Findings should be considered in light of several limitations. First, the study utilized self-report measures and a cross-sectional design, precluding our ability to test the temporal direction of associations. Second, the sample had limited racial/ethnic diversity, so it will be important for future research to replicate these findings in more diverse samples. Third, given that our measure of sexual behavior assessed lifetime experiences, other studies may want to differentiate between past and current sexual behavior to provide a more nuanced understanding of the associations between non-prototypical sexual behavior and well-being. Finally, given our use of cluster analysis, our measure of sexual orientation prototypicality was based on our sample and our measures of attractions and sexual behavior. It will be important for the current findings to be replicated in different samples. It is also possible that different indicators of sexual orientation are differentially related to well-being. The clustering approach that we used simultaneously considered emotional, romantic, and sexual attractions as well as sexual behaviors in an effort to provide a multifaceted operationalization of sexual orientation prototypicality. That said, there is some evidence that certain indicators of sexual orientation (e.g., emotional attractions) may not be pure measures of sexual orientation.
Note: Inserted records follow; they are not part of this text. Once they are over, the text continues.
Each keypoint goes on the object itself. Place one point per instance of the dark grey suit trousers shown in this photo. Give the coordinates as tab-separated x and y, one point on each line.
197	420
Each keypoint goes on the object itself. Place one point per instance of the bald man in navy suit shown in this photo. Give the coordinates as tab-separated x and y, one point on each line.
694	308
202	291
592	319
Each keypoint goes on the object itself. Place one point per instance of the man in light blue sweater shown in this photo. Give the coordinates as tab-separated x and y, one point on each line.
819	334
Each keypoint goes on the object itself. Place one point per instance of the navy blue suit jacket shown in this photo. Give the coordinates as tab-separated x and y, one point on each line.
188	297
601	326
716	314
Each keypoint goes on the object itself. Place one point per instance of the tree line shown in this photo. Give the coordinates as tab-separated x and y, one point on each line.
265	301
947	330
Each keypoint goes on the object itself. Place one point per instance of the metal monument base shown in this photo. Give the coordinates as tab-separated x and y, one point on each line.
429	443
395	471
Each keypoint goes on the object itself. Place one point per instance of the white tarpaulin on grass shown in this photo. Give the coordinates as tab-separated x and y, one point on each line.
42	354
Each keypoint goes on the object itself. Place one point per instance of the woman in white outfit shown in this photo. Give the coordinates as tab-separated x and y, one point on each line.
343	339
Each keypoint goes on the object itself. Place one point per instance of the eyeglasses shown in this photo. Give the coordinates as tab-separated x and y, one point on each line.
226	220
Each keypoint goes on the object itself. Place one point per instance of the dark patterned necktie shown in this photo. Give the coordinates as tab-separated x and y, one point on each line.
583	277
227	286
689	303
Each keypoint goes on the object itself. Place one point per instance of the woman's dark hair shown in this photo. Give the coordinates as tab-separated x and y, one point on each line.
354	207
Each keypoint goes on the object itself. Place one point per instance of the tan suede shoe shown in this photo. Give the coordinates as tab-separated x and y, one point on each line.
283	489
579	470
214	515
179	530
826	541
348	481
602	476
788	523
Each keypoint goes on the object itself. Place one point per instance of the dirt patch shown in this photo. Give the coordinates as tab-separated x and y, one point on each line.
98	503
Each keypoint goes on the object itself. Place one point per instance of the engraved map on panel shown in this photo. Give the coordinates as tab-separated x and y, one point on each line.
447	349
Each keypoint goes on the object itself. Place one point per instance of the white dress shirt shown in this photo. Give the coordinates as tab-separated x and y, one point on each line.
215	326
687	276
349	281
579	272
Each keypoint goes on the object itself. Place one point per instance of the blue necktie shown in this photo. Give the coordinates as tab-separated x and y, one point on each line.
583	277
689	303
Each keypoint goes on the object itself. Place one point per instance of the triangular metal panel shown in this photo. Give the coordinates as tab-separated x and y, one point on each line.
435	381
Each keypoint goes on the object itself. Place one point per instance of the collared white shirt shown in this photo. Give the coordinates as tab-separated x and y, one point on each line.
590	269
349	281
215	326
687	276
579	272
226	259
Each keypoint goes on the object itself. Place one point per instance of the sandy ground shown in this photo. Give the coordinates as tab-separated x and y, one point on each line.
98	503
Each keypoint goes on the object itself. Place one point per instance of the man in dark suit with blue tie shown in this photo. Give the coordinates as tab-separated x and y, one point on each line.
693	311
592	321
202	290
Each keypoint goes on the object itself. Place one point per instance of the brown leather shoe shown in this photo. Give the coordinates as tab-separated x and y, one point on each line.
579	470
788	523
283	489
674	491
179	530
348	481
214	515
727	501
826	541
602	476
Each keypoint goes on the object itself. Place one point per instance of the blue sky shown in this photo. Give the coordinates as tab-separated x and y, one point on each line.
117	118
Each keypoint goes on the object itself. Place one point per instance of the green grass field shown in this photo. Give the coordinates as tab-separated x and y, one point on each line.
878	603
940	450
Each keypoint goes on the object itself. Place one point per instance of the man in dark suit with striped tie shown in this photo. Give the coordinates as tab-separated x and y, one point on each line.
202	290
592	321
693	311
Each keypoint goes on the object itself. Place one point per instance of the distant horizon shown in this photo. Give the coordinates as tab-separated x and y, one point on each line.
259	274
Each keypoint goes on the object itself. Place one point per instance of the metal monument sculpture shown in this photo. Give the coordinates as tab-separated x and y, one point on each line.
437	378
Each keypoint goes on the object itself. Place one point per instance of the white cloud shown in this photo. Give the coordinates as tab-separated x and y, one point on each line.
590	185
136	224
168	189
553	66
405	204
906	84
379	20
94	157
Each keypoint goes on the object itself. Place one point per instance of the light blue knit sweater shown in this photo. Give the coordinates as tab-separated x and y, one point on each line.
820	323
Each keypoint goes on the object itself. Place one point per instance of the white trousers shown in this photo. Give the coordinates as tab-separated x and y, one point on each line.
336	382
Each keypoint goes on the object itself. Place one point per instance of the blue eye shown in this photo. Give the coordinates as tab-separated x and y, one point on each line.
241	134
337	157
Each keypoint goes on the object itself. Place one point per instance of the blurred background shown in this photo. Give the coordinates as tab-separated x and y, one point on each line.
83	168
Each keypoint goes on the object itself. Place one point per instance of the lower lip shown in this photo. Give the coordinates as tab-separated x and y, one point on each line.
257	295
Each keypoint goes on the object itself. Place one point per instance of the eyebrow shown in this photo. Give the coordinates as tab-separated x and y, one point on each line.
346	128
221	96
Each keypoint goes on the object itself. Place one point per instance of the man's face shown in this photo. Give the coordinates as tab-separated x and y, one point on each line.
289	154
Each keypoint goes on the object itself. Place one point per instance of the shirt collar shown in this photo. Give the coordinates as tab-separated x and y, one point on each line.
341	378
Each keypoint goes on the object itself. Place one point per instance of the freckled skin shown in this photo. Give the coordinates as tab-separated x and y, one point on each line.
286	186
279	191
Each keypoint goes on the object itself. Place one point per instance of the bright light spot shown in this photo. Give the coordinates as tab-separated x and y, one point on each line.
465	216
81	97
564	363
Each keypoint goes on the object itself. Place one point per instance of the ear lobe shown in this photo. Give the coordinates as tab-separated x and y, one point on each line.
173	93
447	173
For instance, although factor analyses of the Klein Sexual Orientation Grid have demonstrated that all 21 items load onto a single factor, they have also demonstrated that emotional preferences load onto more than one factor (Weinrich et al., 1993). Thus, it will be important for future research to attempt to elucidate the best way to operationalize sexual orientation prototypicality, given the multifaceted nature of sexual orientation. Despite limitations, the current study extends previous research on sexual orientation-related mental health disparities by demonstrating that non-prototypical attractions and sexual behavior are associated with poorer well-being for men and women, regardless of self-identified sexual orientation. It will be important for future research to examine the mechanisms that account for the associations between sexual orientation non-prototypicality and well-being in order to test the possible explanations offered above.